Leonardo da Vinci, Mona Lisa (also known as La Gioconda or La Joconde), c. 1503–19, oil on poplar, 77 × 53 cm (30 × 21 in), Musée du Louvre, Paris. (Photo by VCG Wilson/Corbis via Getty Images)
Leonardo da Vinci, Mona Lisa (also known as La Gioconda or La Joconde), c. 1503–19, oil on poplar, 77 × 53 cm (30 × 21 in), Musée du Louvre, Paris. (Photo by VCG Wilson/Corbis via Getty Images)

Subject

The painting presents a woman in half-body portrait, which has as a backdrop a distant landscape. Yet this simple description of a seemingly standard composition gives little sense of Leonardo’s achievement. The three-quarter view, in which the sitter’s position mostly turns toward the viewer, broke from the standard profile pose used in Italian art and quickly became the convention for all portraits, one used well into the 21st century. The subject’s softly sculptural face shows Leonardo’s skillful handling of sfumato (use of fine shading) and reveals his understanding of the musculature and the skull beneath the skin. The delicately painted veil, the finely wrought tresses, and the careful rendering of folded fabric demonstrate Leonardo’s studied observations and inexhaustible patience. Moreover, the sensuous curves of the sitter’s hair and clothing are echoed in the shapes of the valleys and rivers behind her. The sense of overall harmony achieved in the painting—especially apparent in the sitter’s faint smile—reflects Leonardo’s idea of the cosmic link connecting humanity and nature, making this painting an enduring record of Leonardo’s vision. In its exquisite synthesis of sitter and landscape, the Mona Lisa set the standard for all future portraits.

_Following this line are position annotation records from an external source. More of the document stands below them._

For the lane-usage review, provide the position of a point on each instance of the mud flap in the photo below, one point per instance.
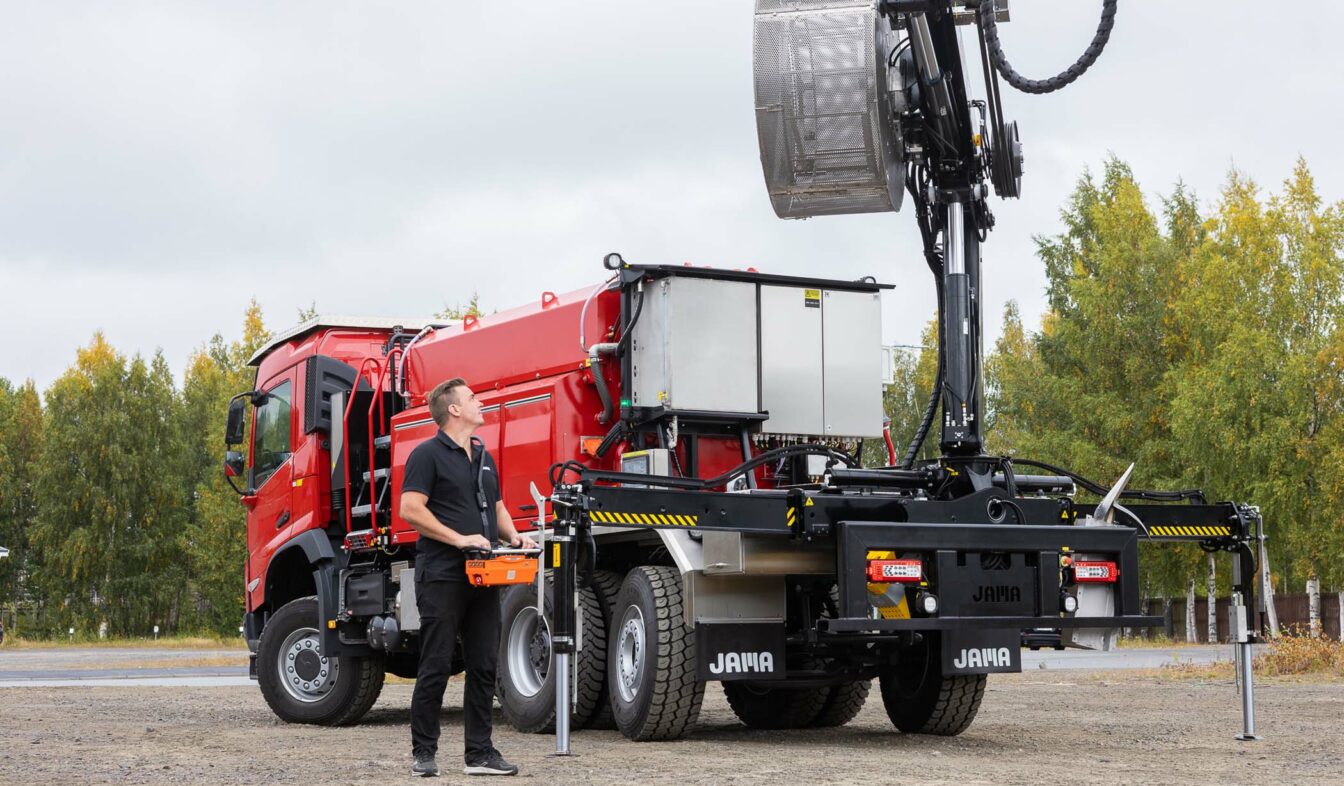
(981, 652)
(739, 650)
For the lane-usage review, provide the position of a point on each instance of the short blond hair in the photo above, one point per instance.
(442, 397)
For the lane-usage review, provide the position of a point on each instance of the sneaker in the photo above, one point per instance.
(425, 767)
(491, 763)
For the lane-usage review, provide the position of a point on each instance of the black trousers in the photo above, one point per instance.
(446, 610)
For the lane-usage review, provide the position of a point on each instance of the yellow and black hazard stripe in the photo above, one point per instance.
(644, 519)
(1190, 531)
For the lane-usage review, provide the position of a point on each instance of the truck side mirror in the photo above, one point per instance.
(237, 421)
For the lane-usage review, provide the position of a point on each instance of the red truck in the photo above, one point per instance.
(339, 403)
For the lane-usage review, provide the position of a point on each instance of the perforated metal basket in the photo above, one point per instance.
(829, 141)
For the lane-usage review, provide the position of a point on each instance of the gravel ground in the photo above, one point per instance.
(1032, 728)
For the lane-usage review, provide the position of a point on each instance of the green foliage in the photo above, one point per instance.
(114, 505)
(1208, 351)
(109, 505)
(214, 538)
(472, 308)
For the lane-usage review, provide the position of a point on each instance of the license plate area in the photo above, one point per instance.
(987, 583)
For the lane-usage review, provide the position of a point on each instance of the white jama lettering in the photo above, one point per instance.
(741, 663)
(983, 657)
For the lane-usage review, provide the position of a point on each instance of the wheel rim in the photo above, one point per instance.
(528, 652)
(629, 653)
(304, 672)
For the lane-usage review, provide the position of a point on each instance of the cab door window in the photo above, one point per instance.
(270, 434)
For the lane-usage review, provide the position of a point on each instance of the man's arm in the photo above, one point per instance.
(415, 513)
(508, 532)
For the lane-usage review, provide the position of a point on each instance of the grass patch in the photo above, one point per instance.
(1298, 652)
(1293, 655)
(137, 642)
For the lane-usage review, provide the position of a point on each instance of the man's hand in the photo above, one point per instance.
(473, 543)
(522, 542)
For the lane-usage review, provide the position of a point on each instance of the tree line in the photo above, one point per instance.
(1204, 345)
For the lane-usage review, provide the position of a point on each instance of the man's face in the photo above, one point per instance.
(468, 407)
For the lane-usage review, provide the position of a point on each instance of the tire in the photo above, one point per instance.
(765, 706)
(651, 657)
(524, 687)
(843, 704)
(606, 585)
(921, 700)
(336, 692)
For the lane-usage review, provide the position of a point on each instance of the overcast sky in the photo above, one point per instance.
(164, 163)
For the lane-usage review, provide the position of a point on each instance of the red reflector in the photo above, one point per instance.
(1094, 571)
(895, 570)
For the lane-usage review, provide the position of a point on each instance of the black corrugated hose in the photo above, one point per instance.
(991, 26)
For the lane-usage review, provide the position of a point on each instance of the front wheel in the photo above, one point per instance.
(526, 684)
(300, 684)
(651, 657)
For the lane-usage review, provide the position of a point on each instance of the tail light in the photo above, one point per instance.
(895, 570)
(1094, 573)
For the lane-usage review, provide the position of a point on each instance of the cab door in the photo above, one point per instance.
(270, 473)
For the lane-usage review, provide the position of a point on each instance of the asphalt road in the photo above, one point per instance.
(118, 667)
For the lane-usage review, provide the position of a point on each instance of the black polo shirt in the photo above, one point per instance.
(440, 469)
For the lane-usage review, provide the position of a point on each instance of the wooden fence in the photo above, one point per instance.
(1293, 612)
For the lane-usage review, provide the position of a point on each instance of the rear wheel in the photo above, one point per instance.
(919, 699)
(765, 706)
(651, 657)
(304, 687)
(606, 585)
(843, 703)
(526, 685)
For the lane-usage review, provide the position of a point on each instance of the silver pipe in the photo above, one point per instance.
(562, 704)
(954, 241)
(1247, 693)
(921, 40)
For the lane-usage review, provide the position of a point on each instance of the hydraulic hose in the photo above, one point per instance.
(996, 53)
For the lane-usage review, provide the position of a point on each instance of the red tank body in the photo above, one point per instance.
(527, 367)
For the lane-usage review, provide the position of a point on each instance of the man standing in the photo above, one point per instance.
(450, 495)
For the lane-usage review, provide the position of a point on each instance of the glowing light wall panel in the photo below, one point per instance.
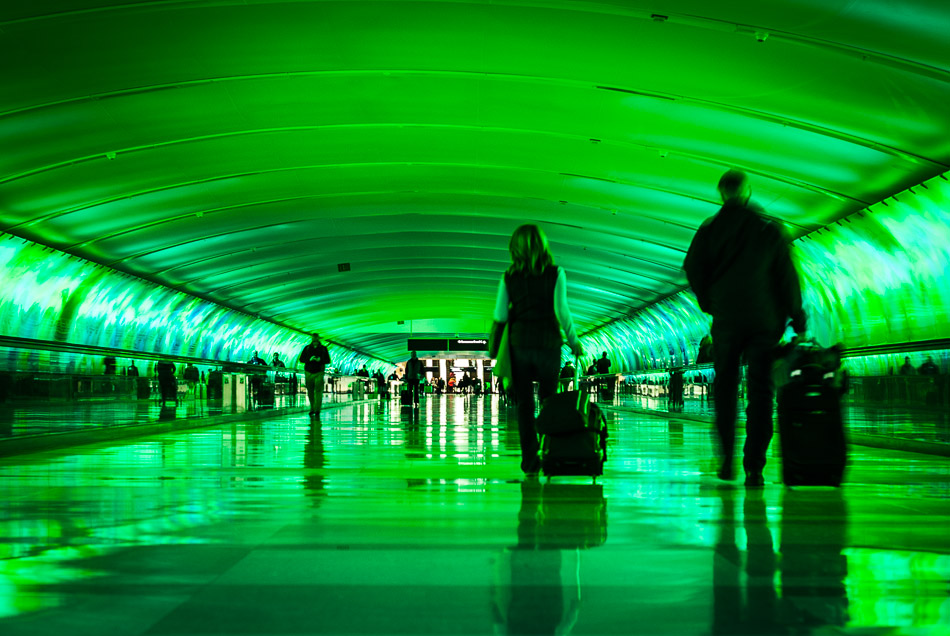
(881, 276)
(49, 295)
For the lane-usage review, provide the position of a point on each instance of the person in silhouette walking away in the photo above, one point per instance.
(741, 271)
(532, 299)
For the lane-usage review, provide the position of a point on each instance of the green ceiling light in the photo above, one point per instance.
(48, 295)
(881, 276)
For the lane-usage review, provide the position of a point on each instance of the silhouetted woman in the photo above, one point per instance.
(532, 299)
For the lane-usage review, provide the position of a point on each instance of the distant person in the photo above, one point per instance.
(315, 358)
(741, 271)
(603, 364)
(908, 368)
(603, 368)
(568, 371)
(277, 363)
(532, 300)
(704, 356)
(256, 359)
(928, 367)
(382, 387)
(167, 384)
(413, 378)
(191, 373)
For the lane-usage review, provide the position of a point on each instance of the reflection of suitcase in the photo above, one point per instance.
(574, 440)
(572, 516)
(811, 431)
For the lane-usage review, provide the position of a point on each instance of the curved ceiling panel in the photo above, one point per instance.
(242, 150)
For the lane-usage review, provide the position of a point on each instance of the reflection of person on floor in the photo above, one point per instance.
(814, 530)
(529, 595)
(813, 570)
(744, 605)
(313, 461)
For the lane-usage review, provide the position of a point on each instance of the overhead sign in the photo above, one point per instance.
(468, 344)
(427, 344)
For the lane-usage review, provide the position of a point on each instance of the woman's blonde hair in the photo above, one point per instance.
(529, 249)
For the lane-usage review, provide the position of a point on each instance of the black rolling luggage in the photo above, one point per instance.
(811, 430)
(168, 389)
(265, 394)
(574, 435)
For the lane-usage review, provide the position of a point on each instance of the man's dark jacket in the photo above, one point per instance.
(741, 271)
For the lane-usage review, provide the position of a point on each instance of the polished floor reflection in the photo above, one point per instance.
(383, 520)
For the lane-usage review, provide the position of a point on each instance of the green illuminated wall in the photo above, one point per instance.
(881, 276)
(49, 295)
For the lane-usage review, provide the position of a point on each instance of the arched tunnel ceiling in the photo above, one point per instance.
(241, 150)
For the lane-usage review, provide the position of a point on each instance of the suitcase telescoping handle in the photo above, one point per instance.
(577, 384)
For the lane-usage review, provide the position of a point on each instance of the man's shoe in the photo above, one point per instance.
(754, 480)
(725, 472)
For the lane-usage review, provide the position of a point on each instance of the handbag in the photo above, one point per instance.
(502, 369)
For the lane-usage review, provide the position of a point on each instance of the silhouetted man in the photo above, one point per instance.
(413, 377)
(741, 271)
(315, 357)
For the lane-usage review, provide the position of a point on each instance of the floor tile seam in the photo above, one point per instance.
(127, 432)
(861, 439)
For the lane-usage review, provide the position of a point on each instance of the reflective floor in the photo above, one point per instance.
(378, 521)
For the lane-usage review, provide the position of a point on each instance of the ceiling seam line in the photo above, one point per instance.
(718, 106)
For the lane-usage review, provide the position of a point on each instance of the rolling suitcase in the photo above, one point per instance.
(811, 430)
(574, 436)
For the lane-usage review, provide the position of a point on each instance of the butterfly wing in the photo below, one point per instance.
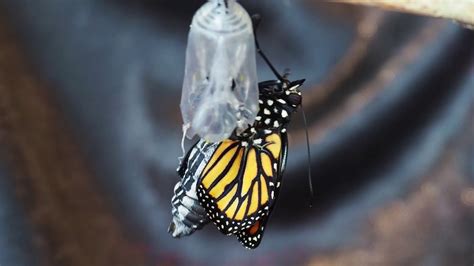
(252, 236)
(239, 184)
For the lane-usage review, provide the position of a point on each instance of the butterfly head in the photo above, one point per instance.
(278, 100)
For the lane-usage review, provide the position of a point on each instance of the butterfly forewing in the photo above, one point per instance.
(238, 185)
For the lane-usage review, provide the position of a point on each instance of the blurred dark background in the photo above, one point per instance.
(90, 133)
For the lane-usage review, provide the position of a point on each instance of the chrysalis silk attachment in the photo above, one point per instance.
(220, 91)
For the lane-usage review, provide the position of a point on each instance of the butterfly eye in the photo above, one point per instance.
(294, 99)
(220, 79)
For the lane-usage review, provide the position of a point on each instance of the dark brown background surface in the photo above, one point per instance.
(90, 131)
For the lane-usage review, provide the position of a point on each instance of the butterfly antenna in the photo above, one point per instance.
(256, 21)
(310, 179)
(185, 130)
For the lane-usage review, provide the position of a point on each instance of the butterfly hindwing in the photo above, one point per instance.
(252, 236)
(238, 186)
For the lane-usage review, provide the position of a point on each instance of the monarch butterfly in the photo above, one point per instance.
(235, 183)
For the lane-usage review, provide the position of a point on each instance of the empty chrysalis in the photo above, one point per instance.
(220, 91)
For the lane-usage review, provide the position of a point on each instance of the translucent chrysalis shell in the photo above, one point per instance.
(220, 91)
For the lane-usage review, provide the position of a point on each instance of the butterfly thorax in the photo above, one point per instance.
(277, 101)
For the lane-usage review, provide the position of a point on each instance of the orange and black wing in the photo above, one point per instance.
(240, 183)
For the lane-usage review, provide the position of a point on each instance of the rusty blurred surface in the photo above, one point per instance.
(90, 132)
(70, 222)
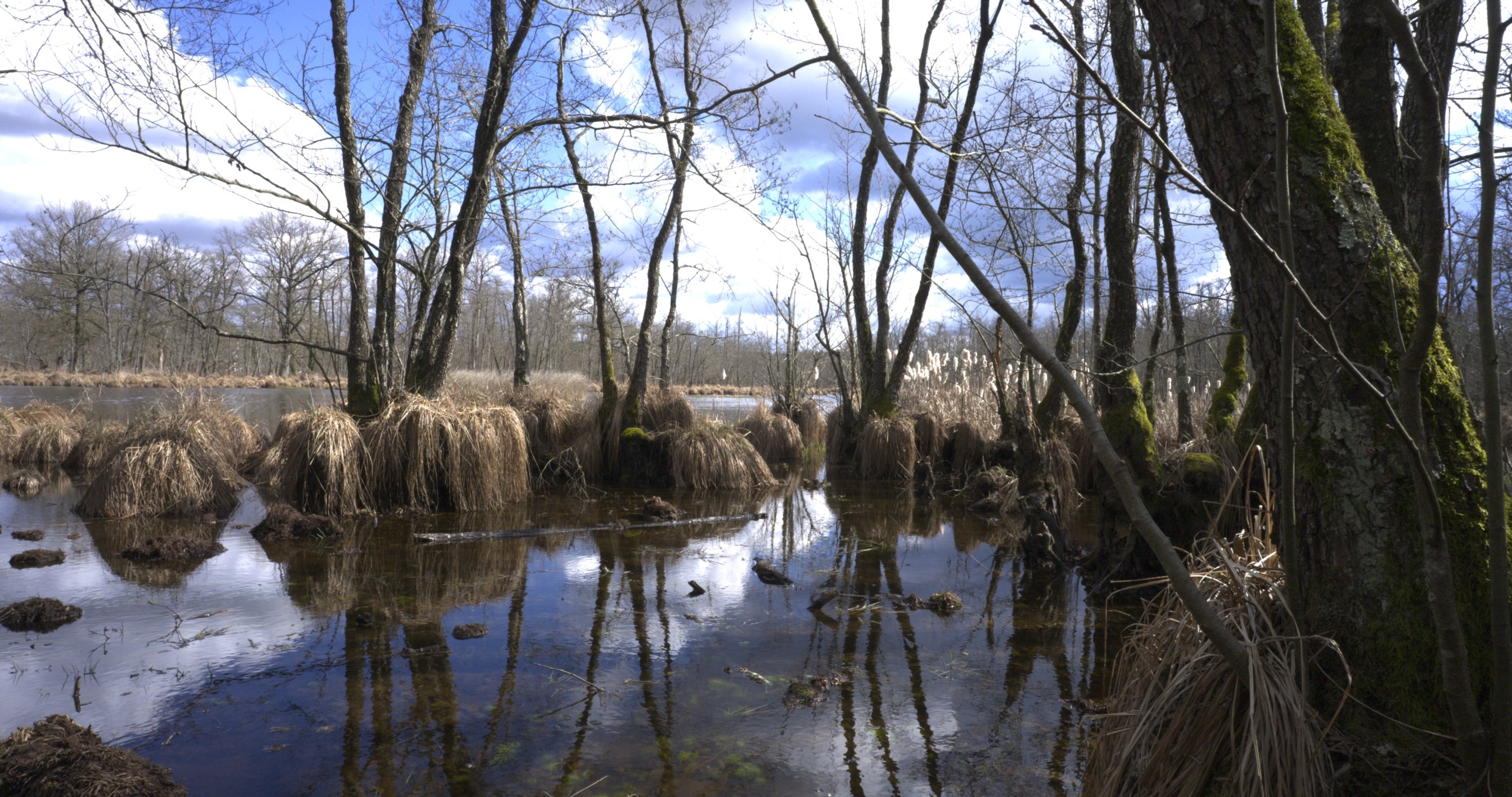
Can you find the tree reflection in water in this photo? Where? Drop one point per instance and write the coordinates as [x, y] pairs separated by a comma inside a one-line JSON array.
[[601, 674]]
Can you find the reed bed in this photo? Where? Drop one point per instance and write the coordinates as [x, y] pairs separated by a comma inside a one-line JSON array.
[[96, 443], [1181, 725], [442, 456], [173, 463], [809, 421], [929, 435], [47, 442], [776, 437], [318, 463], [666, 410], [716, 457], [887, 450]]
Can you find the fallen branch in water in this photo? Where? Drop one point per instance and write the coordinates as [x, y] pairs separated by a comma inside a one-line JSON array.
[[465, 536]]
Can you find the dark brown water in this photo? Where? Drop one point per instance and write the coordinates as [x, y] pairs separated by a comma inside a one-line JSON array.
[[327, 669]]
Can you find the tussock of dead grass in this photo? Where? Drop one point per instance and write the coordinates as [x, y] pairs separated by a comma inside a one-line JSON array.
[[442, 456], [965, 448], [666, 409], [25, 483], [716, 457], [809, 421], [776, 437], [47, 442], [929, 435], [887, 450], [173, 463], [318, 462], [96, 443], [1180, 720], [60, 758]]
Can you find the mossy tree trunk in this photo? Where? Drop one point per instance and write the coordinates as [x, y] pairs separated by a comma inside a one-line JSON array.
[[1361, 554], [1119, 398]]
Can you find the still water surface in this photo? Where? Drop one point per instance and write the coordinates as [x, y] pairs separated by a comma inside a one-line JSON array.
[[327, 669]]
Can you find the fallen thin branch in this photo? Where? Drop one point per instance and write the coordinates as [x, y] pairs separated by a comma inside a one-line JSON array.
[[510, 534]]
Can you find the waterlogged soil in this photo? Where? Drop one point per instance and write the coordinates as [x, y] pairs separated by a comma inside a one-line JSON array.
[[328, 667]]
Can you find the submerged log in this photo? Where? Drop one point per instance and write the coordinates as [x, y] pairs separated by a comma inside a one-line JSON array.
[[466, 536]]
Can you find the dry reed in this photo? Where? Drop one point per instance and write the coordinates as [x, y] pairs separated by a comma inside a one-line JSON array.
[[25, 483], [173, 463], [664, 410], [47, 442], [317, 462], [809, 419], [965, 448], [1181, 723], [929, 435], [887, 450], [716, 457], [58, 757], [776, 437], [96, 443]]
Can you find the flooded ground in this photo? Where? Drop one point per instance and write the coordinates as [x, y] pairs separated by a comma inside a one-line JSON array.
[[328, 669]]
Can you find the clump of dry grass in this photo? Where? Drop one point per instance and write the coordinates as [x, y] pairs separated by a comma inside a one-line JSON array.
[[47, 442], [285, 522], [929, 435], [96, 443], [809, 421], [775, 437], [716, 457], [318, 462], [666, 409], [1180, 719], [58, 757], [441, 456], [173, 463], [887, 450], [40, 615], [25, 483], [965, 448]]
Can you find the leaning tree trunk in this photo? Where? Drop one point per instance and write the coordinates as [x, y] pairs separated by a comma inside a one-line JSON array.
[[1361, 551]]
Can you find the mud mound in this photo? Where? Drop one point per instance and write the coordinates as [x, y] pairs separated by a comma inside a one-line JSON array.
[[58, 757], [285, 522], [25, 483], [658, 509], [173, 548], [37, 557], [40, 615]]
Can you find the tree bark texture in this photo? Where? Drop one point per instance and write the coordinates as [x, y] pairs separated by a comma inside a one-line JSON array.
[[1357, 527]]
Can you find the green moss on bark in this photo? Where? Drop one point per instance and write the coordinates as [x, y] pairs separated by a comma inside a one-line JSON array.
[[1129, 429], [1369, 590], [1225, 400]]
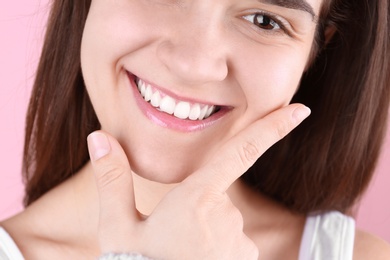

Officials gather around Leonardo da Vinci’s ‘Mona Lisa’ (aka ‘La Gioconda’ or ‘La Joconde’) upon its return to Paris, 4th January 1914. It was stolen from the Musee du Louvre by Vincenzo Peruggia in 1911, and has only just been recovered. (Photo by Paul Thompson/FPG/Archive Photos/Getty Images)

History

Leonardo da Vinci began painting the Mona Lisa about 1503, and it was in his studio when he died in 1519. He likely worked on it intermittently over several years, adding multiple layers of thin oil glazes at different times. Small cracks in the paint, called craquelure, appear throughout the whole piece, but they are finer on the hands, where the thinner glazes correspond to Leonardo’s late period.

French King Francis I, in whose court Leonardo spent the last years of his life, acquired the work after the artist’s death, and it became part of the royal collection. For centuries the portrait was secluded in French palaces, until insurgents claimed the royal collection as the property of the people during the French Revolution (1787–99). Following a period hanging in Napoleon’s bedroom, the Mona Lisa was installed in the Louvre Museum at the turn of the 19th century.

In 1911 the painting was stolen, causing an immediate media sensation. People flocked to the Louvre to view the empty space where the painting had once hung, the museum’s director of paintings resigned, and the poet Guillaume Apollinaire and artist Pablo Picasso were even arrested as suspects. Two years later an art dealer in Florence alerted local authorities that a man had tried to sell him the painting. Police found the portrait stashed in the false bottom of a trunk belonging to Vincenzo Peruggia, an Italian immigrant who had briefly worked at the Louvre fitting glass on a selection of paintings, including the Mona Lisa. He and possibly two other workers had hidden in a closet overnight, taken the portrait from the wall the morning of August 21, 1911, and run off without suspicion. Peruggia was arrested, tried, and imprisoned, while the Mona Lisa took a tour of Italy before making its triumphant return to France.